This tutorial needs the GPU to run efficiently. Check if the GPU is available.

tf.__version__
'2.11.0'
gpus = tf.config.list_physical_devices('GPU')
gpus
[PhysicalDevice(name='/physical_device:GPU:0', device_type='GPU'),
 PhysicalDevice(name='/physical_device:GPU:1', device_type='GPU'),
 PhysicalDevice(name='/physical_device:GPU:2', device_type='GPU'),
 PhysicalDevice(name='/physical_device:GPU:3', device_type='GPU')]
assert gpus, """
  No GPU(s) found! This tutorial will take many hours to run without a GPU.

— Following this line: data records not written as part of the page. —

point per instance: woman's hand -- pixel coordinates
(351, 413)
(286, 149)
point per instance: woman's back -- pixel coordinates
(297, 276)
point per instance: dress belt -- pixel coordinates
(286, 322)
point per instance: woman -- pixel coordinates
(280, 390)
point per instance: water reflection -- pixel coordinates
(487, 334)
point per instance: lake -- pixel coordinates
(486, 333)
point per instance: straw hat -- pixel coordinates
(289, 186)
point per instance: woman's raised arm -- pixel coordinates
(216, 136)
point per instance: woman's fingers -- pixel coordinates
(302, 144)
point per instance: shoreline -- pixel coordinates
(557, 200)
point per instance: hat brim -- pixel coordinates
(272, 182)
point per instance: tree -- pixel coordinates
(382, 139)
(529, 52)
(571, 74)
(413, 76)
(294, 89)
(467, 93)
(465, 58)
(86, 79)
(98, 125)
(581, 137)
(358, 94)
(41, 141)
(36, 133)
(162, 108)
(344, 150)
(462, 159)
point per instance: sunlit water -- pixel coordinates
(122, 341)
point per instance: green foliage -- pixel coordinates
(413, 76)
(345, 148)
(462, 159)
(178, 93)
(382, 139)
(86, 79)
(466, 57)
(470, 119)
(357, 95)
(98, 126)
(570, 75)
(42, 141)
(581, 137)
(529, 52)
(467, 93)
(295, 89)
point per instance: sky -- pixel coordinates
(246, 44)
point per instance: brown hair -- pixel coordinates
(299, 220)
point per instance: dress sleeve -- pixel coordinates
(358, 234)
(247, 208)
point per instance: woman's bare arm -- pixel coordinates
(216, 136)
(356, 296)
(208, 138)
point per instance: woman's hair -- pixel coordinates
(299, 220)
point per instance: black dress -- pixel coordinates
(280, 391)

  You may hit this error if the installed tensorflow package is not
  compatible with the CUDA and CUDNN versions."""

First implement a standard BERT classifier following the classify text with BERT tutorial. We will use the BERT-base encoder, and the built-in ClassificationHead as the classifier.

Standard BERT model

Build SNGP model

To implement a BERT-SNGP model, you only need to replace the ClassificationHead with the built-in GaussianProcessClassificationHead. Spectral normalization is already pre-packaged into this classification head. Like in the SNGP tutorial, add a covariance reset callback to the model, so the model automatically reset the covariance estimator at the beginning of a new epoch to avoid counting the same data twice.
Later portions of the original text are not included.